Mills N L, Ochsner J L, King T D
J Thorac Cardiovasc Surg. 1976 Jan;71(1):20-8.
Case histories of 8 consecutive patients who underwent surgical correction of Type C complete atrioventricular (A-V) canal at the Ochsner Medical Center over the past 2 years were analyzed. Ages ranged from 1 1/3 to 14 years. Before bypass, the level to which the common leaflets ascend and the arc that they inscribe are determined by palpation to ensure their proper reconstitution on the canal patch. The major area of closure is usually allocated to the ventricular portion. Mapping the conduction system and tying sutures with the heart beating in high-risk conduction areas prevent heart block. Precise marking and splitting of the valve leaflets and reattachment with interrupted felt-buttressed sutures avoid disruption. All patients survived the operation and have shown clinical improvement. At recatheterization, 7 of 8 patients have shown a definite decrease in mitral insufficiency. Right ventricular pressures returned toward normal and there were no significant residual shunts. Associated anomalies or previous operations have not been a contraindication, and since we have begun using the present technique, we have achieved consistently good results without prosthetic valves.

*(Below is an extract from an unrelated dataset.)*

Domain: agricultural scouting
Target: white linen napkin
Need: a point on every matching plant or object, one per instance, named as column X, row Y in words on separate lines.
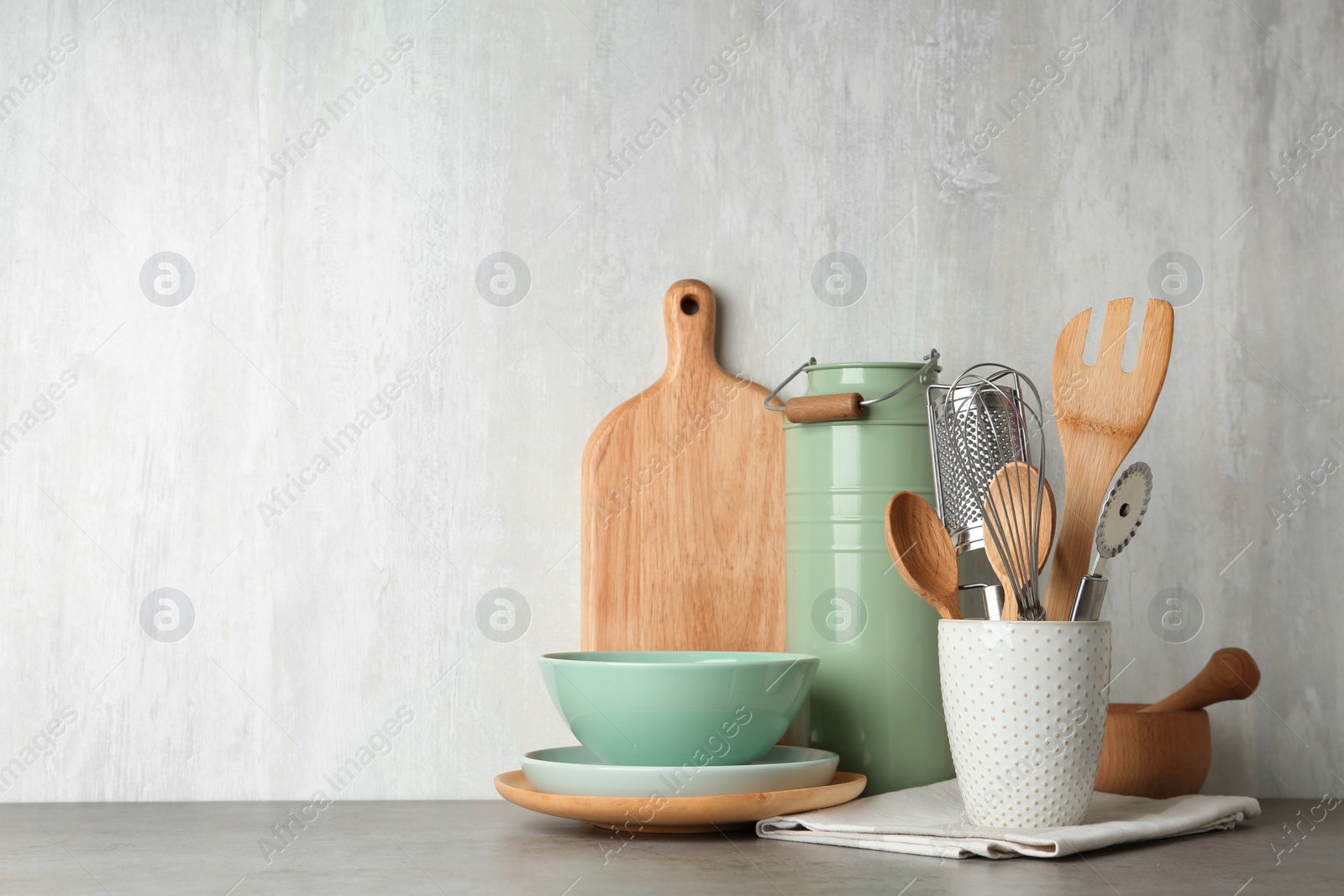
column 931, row 821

对过去2年在奥施纳医疗中心接受C型完全性房室通道手术矫正的8例连续患者的病历进行了分析。年龄范围为1又1/3岁至14岁。在体外循环前,通过触诊确定共同瓣叶上升的高度及其所形成的弧度,以确保在补片上正确重建。主要的闭合区域通常分配给心室部分。在高危传导区域对传导系统进行标测并在心脏跳动时结扎缝线可预防心脏传导阻滞。精确标记和分割瓣叶并用间断的毡垫支撑缝线重新附着可避免瓣叶破坏。所有患者均手术存活且临床症状改善。在复查导管检查时,8例患者中有7例二尖瓣反流明显减轻。右心室压力恢复正常,且无明显残余分流。合并畸形或既往手术并非禁忌证,自从我们开始使用目前的技术以来,未使用人工瓣膜就一直取得了良好的效果。